Crônica

Eu a vi pela primeira vez num desses becos escuros, à meia luz de uma claridade que teimava em iluminar os lugares mais obscuros.

Estava encolhida como uma criança no útero da mãe e no rostinho vinham os traços do sofrimento.

Trajava uma roupinha encardida , dessas que nem as lavadeiras do morro pegavam mais para lavar.

Tinha nos olhinhos azuis escuros tal doçura que há muito tempo, eu em minha pouca idade nunca antes tinha visto.

Chorava.

Incrível que só aos poucos pude ir vendo que daqueles olhinhos lindos iam brotando lágrimas tão cristalinas e puras quanto o seu meio-sorriso amarelo.

Seu nome? Não sabia. E não pude sabê-lo porque não tive coragem o suficiente para indagá-lo. Não importava. O que contava naquele momento de descoberta era apenas o tempo para que eu ficasse a admirá-la. Não como um desses mendigos de rua com os quais me vejo esbarrar quase todos os dias, mas como uma simples garotinha que dentro dos seus prováveis seis, sete anos já caíra em uma das armadilhas insanas da vida.

Ela simplesmente era mais uma das vítimas da pobreza dessa cidade.

Mais uma que a todo momento estava sujeita aos olhares curiosos das outras crianças ou aos insultos daquelas pessoas que se diziam bem nascidas e achavam que crianças como aquela só serviam para poluir a paisagem da cidade. Que paisagem? Talvez se referissem ao espaço privilegiado que pensavam ser de exclusividade delas.

Mas a garotinha não entendia

Não procurava ver tudo pelo lado ruim da vida. Apenas sonhava com fantasias. Não brincava como as outras crianças, apenas sonhava.

E dentro desse sonho pensava estar no colo de sua mãe, embalada para dormir.

Eu , na minha condição de ser humano comum não podia fazer nada para que aquela criança de olhar meigo pudesse ter um pouco de felicidade.

Eu simplesmente era um ser egoísta como todos os outros que por ali passavam. Simples transeuntes que tinham mais a fazer do que se preocupar com uma simples órfã.

Eu podia ter a alma um pouquinho mais leve, talvez devido à pouca idade, mas era ou seria como os outros.

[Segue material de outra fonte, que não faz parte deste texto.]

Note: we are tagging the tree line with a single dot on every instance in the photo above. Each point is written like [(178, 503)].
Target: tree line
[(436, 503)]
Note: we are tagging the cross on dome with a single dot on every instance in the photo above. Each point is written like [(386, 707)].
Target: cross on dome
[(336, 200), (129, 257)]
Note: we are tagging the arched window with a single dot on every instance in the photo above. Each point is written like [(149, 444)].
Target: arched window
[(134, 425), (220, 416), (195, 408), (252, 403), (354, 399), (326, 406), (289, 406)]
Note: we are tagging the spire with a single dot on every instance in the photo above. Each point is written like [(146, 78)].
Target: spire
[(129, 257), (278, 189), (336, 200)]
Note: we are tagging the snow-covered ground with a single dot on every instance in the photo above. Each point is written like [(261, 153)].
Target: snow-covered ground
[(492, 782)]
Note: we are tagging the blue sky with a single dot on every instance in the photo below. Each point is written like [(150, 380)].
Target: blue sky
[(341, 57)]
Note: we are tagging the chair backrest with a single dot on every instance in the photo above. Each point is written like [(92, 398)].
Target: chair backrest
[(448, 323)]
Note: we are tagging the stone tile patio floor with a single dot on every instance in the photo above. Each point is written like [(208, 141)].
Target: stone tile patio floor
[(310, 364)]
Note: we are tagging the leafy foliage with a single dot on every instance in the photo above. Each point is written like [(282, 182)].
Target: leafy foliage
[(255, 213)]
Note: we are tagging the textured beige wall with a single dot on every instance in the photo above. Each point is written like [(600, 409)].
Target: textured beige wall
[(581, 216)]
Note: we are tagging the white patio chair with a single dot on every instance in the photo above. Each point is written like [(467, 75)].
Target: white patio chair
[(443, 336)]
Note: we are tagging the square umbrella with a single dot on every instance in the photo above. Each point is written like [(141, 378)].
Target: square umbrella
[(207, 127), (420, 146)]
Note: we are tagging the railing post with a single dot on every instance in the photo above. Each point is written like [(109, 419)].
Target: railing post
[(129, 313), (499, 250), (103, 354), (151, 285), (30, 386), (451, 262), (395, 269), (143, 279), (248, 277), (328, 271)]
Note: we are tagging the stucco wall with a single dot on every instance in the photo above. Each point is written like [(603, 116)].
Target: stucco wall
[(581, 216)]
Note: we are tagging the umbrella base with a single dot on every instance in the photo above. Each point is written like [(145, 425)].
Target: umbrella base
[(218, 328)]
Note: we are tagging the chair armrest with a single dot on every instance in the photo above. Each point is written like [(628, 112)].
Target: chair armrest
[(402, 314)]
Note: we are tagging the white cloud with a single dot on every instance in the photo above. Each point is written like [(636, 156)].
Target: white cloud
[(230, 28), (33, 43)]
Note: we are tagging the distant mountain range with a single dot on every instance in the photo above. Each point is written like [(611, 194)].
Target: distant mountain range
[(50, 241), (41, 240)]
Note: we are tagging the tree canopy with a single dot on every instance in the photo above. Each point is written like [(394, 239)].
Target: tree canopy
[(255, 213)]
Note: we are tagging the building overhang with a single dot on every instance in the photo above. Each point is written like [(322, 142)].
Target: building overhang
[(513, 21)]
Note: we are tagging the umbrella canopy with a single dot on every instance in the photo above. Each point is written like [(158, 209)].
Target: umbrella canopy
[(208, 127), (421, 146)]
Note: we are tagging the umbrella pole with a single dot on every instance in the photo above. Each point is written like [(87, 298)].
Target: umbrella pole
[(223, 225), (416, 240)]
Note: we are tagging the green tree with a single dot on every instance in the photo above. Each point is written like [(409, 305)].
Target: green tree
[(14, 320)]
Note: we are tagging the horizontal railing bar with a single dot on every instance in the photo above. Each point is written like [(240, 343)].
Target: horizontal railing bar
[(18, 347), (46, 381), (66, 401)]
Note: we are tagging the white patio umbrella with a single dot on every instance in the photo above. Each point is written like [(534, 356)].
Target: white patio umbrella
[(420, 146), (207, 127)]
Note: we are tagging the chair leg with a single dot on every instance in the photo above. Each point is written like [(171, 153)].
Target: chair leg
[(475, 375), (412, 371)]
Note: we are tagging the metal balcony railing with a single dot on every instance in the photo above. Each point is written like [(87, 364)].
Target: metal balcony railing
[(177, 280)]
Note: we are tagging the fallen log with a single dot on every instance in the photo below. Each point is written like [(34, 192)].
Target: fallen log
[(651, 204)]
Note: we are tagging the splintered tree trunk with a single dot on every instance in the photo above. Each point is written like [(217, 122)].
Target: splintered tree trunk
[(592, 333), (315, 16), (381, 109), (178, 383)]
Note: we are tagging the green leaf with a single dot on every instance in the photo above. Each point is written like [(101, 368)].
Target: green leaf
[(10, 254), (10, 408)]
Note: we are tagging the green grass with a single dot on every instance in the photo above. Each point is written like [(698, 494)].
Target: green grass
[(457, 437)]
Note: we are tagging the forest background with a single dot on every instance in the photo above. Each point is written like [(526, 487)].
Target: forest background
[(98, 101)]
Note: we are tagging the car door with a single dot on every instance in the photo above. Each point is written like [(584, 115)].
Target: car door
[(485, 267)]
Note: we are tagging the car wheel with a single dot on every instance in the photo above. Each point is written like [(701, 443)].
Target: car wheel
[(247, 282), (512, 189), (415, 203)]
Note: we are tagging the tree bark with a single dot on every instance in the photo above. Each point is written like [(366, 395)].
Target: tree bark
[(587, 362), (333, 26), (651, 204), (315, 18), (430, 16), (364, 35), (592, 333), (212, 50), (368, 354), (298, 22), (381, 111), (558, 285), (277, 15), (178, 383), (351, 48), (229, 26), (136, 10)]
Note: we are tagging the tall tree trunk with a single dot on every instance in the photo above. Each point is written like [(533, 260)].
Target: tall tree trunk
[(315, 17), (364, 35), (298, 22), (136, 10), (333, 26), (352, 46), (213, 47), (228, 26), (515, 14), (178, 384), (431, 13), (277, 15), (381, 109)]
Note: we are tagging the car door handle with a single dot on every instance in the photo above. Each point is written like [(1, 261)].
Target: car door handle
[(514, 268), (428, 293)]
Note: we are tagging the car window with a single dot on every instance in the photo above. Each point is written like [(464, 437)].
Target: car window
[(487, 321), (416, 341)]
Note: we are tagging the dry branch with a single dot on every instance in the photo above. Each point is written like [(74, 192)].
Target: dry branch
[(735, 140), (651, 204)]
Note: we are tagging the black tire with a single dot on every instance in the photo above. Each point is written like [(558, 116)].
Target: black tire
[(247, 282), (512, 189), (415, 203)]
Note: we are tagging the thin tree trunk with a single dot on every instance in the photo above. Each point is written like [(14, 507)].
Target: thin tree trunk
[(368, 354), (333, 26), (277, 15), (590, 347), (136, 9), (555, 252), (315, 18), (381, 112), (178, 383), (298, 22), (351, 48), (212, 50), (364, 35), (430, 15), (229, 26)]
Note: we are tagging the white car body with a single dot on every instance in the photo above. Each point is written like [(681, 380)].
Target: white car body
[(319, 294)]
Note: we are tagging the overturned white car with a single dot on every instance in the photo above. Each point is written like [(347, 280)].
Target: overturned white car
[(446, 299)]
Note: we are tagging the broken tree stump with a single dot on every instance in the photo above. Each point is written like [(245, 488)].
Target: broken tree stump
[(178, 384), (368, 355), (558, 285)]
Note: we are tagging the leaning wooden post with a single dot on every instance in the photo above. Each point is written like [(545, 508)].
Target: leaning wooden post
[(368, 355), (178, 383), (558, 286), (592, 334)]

Onde a vida deles se limitava aos seus próprios problemas eu tentei, em vão, colocar na minha cabeça que um dia poderia ser diferente. Diferente dentro da minha própria condição de ser e talvez aparecesse outra criança a quem pudesse ajudar. E o faria como alguém que oferece uma rosa , e não como alguém que tenta assim ganhar um lugar de destaque na sociedade ou no céu.

Eu teria no pensamento a certeza de ter amparado um desprovido e me sentiria feliz. Feliz como nesse momento que simplesmente vivo.

Para alguma coisa e na certeza de que a minha existência não é mero acaso.

Mas deixando de lado as boas atitudes e a vontade de ser alguém diferente eu simplesmente ajeito os meus cadernos no peito, finjo não ver uma lágrima que muitos considerariam como fraqueza e vou para o colégio.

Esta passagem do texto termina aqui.